In relation to choosing the target variable, almost no one saw the most recent “Black Swan” COVID-19 coming. Because it was on so few people’s radar, it translates to an equally low likelihood of the right target variable being selected. But if one did somehow anticipate a coming Black Swan for argument sake…
The algorithm would require data that accurately represents the situation. This is challenging considering that there is no existing data to replicate the situation given the nature of Black Swans. For COVID-19 as an example, the closest cousins were Spanish influenza, SARS, and MERS with each diverging in significant ways (e.g., availability of data, infectious characteristics, mortality rate, etc.). This translates to a need for data fabrication with very accurate assumptions (read: challenging), and/or…
Build a truly impressive model that abstracts from the incomplete / imperfect data assuming fabrication of data isn’t accurate (unlikely).

In other words, an algorithm can’t handle Black Swans without a highly active and accurate imagination that leads to design decisions that anticipate these events, make the right model assumptions, and generate representational data.

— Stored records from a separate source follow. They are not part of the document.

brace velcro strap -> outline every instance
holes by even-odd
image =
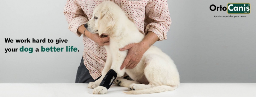
[[[108,89],[116,78],[117,76],[117,74],[114,70],[109,70],[103,78],[100,86],[105,87],[107,89]]]

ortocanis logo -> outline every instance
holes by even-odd
[[[216,7],[214,4],[210,6],[210,10],[214,11],[220,10],[226,11],[228,10],[228,14],[250,14],[251,13],[251,4],[250,3],[228,3],[228,8],[220,5],[220,7]]]

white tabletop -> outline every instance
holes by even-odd
[[[131,95],[113,85],[103,95],[92,94],[88,84],[0,84],[0,97],[256,97],[256,83],[182,83],[176,89]]]

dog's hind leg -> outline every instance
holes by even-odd
[[[145,60],[146,67],[144,74],[148,81],[149,84],[132,84],[128,87],[132,90],[143,90],[162,85],[169,86],[171,81],[171,77],[168,75],[169,67],[168,61],[164,58],[156,54],[148,55]]]
[[[116,86],[128,87],[131,84],[133,83],[139,84],[140,83],[133,81],[130,81],[124,78],[118,78],[114,82]]]

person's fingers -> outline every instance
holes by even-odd
[[[103,45],[109,45],[109,42],[104,42],[103,43]]]
[[[126,57],[125,58],[125,59],[124,59],[124,62],[123,62],[123,64],[122,64],[122,65],[121,66],[121,67],[120,68],[120,70],[122,70],[125,67],[127,64],[128,64],[128,63],[129,62],[129,61],[130,61],[130,59]]]
[[[124,48],[119,49],[119,50],[121,51],[125,50],[127,49],[130,49],[132,47],[132,44],[129,44],[125,46]]]

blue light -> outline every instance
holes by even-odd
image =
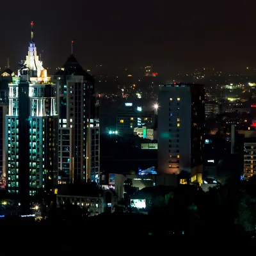
[[[127,103],[127,102],[125,102],[124,104],[125,104],[125,106],[127,106],[127,107],[131,107],[131,106],[132,106],[132,103]]]

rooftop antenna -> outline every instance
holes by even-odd
[[[71,41],[71,54],[73,54],[73,43],[74,43],[74,41],[72,40]]]

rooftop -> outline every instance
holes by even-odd
[[[57,72],[57,76],[83,76],[88,79],[93,79],[92,76],[88,74],[78,63],[76,57],[71,54],[62,67],[62,68]]]

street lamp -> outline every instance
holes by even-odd
[[[154,104],[153,107],[154,107],[154,109],[155,110],[155,114],[157,115],[157,111],[158,111],[158,109],[159,108],[159,105],[158,105],[157,103],[156,103]]]

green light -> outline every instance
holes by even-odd
[[[108,134],[118,134],[118,131],[109,131]]]

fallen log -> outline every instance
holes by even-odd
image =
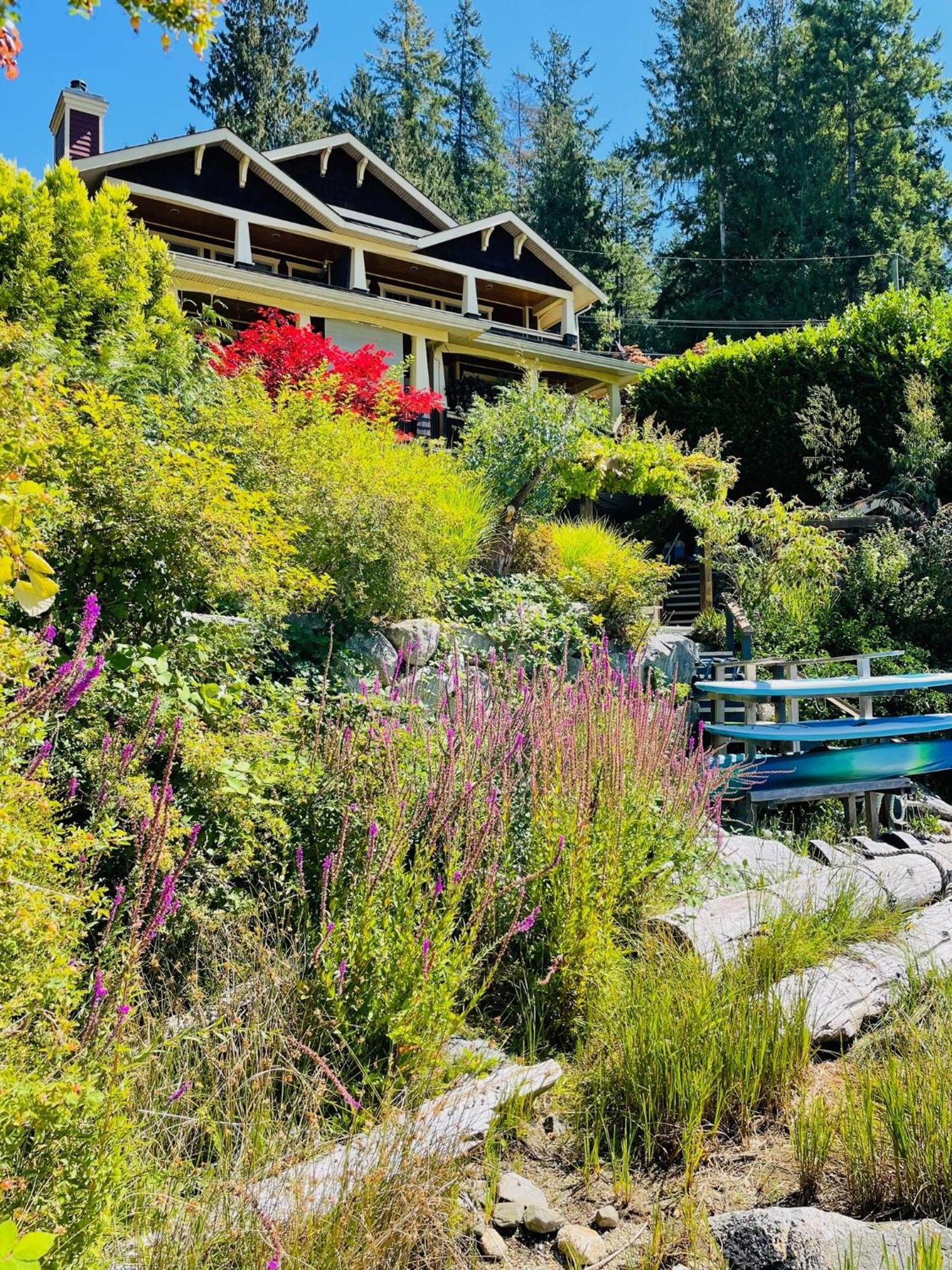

That’s the nature of Black Swans though - one can’t anticipate them by definition. No algorithm/human can predict what it doesn't anticipate.

‍

Workarounds

So what do people do instead?

Abstract the Prediction. This Takes Two Forms

Abstract the target variable to a higher level that encapsulates what previously was so hard to imagine. This is the equivalent of making your dart board 50x bigger and thus makes hitting the bullseye also 50x more likely. This is a tradeoff between being one of the earliest to gain for increased certainty as a result. I would argue this is a form of bet that Bridgewater takes as well as a hint of the following...
Zoom in on a portion of the system that acts more predictably and operate there. This is the equivalent of learning algebra before getting into calculus. This is where most of us lie whether it be media, business operators, investors, or politicians. None of us can understand all the ways the world is changing under this Black Swan that is flipping the rules of the game. So we try to stick to a game with rules that we do understand, which leads to a bit more certainty but also plenty of Darwinian “survival of the fittest” with a bit of luck.

Surrender and Don't Predict Black Swans

Predicting Black Swans has been proven to be demonstrably near impossible. But we know that they inevitably happen and that they will rampage through some systems in similar ways. If that’s the case, why not give up on predicting when they happen, and instead just bet that they will happen eventually. This was Universa Investment’s approach (recall their mention in the beginning). Universa Investments gave up on predicting when a Black Swan will occur (while recognizing they will inevitably occur) and instead chose to lose a small amount frequently over the last 10 years to occasionally win very, very big on Black Swan volatility / shocks that rampage in the financial system. In practice, they saw 4,000+% returns for the month of March alone when COVID-19 fears were at the height during the first wave.

‍

Closing Words

All this is to say Black Swans will predictably unpredictably wreak havoc on a society that biases to ignore low likelihood events. Take comfort in knowing our algorithmic counterparts would do no better than the best of us at anticipating them.